The plaintiff commenced this action alleging, inter alia, that the defendants committed legal malpractice in the prosecution of an underlying matrimonial action. The plaintiff alleged, among other things, that the defendants' lack of preparation, as well as the misinformation and faulty legal advice they supplied to her, resulted in an unfavorable, binding stipulation of settlement in the underlying action. The defendants moved for summary judgment dismissing the complaint arguing, inter alia, that their actions did not proximately cause the plaintiff damages. The Supreme Court granted the defendants' motion, and the plaintiff appeals.

"In an action to recover damages for legal malpractice, a plaintiff must demonstrate that the attorney failed to exercise the ordinary reasonable skill and knowledge commonly possessed by a member of the legal profession and that the attorney's breach of this duty proximately caused plaintiff to sustain actual and ascertainable damages" (Rudolf v Shayne, Dachs, Stanisci, Corker & Sauer, 8 NY3d 438, 442 [internal quotation marks omitted]; see McCoy v Feinman, 99 NY2d 295, 301-302). In order to be entitled to summary judgment, the movant must make a prima facie showing of entitlement to judgment as a matter of law, tendering sufficient evidence to eliminate any triable issues of fact from the case (see generally Winegrad v New York Univ. Med. Ctr., 64 NY2d 851, 853).

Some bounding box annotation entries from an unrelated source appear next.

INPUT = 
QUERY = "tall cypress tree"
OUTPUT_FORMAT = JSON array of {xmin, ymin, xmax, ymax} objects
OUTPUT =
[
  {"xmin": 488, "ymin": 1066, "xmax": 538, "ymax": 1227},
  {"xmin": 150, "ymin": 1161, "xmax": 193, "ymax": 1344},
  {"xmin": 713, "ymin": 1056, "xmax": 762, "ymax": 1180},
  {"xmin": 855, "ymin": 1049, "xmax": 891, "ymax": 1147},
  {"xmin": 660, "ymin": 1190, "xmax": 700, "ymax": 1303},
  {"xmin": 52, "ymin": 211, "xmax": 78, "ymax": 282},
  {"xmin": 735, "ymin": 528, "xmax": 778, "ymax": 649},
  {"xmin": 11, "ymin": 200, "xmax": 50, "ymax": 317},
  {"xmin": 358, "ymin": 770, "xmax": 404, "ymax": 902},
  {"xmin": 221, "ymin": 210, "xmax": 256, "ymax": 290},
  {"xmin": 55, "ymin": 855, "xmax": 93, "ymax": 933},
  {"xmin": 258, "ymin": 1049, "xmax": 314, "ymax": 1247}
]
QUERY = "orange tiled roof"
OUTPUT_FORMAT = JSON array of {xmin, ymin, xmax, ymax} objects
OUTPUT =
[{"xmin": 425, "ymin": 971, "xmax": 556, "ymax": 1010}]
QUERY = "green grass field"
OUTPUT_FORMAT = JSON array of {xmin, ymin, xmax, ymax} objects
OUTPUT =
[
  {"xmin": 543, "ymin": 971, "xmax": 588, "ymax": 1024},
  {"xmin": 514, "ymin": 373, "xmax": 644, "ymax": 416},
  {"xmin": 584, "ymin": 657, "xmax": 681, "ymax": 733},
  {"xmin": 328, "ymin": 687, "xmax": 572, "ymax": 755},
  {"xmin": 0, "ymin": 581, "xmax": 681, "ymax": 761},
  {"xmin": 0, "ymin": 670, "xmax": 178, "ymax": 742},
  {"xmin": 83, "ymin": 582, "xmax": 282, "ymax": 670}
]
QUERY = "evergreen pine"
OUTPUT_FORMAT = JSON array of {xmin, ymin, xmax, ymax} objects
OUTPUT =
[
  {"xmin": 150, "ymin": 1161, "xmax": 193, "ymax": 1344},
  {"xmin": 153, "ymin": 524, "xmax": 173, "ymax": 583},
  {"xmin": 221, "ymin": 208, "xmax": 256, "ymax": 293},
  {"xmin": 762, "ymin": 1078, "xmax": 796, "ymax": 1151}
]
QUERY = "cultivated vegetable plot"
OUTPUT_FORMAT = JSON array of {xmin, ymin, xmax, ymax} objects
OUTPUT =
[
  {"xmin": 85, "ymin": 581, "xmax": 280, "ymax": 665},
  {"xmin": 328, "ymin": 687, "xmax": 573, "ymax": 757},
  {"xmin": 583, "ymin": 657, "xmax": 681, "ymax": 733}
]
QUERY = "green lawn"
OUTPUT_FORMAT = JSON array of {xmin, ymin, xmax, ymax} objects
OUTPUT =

Here, the defendants demonstrated, prima facie, the absence of proximate cause by relying on the plaintiff's on-the-record acquiescence to the terms of the stipulation of settlement in the underlying action. In opposition, the plaintiff raised a triable issue of fact as to whether the [*2]actions of the defendants, in advising her with regard to the stipulation of settlement, proximately caused her damages. Consequently, that branch of the defendants' motion which was for summary judgment dismissing the cause of action to recover damages for legal malpractice should have been denied (see Birnbaum v Misiano, 52 AD3d 632, 634).

Contrary to the Supreme Court's determination, the causes of action alleging breach of fiduciary duty and to set aside the retainer agreement were not duplicative of the legal malpractice cause of action, and should not have been dismissed on that basis (see Postiglione v Castro, 119 AD3d 920, 922). Moreover, with regard to the cause of action to set aside the retainer agreement, the defendants failed to eliminate all triable issues of fact pertaining to the terms of the agreement and whether they, in fact, adhered to it (see Becker v Julien, Blitz & Schlesinger, 66 AD2d 674).

The Supreme Court should have denied that branch of the defendants' motion which was for summary judgment dismissing the cause of action alleging a violation of Judiciary Law § 487, as the defendants failed to eliminate all triable issues of fact regarding "the only liability standard recognized in Judicary Law § 487 . . . of an intent to deceive" (Dupree v Voorhees, 102 AD3d 912, 913).

The defendants' remaining contention is without merit.

MASTRO, J.P., BALKIN, LEVENTHAL and BARROS, JJ., concur.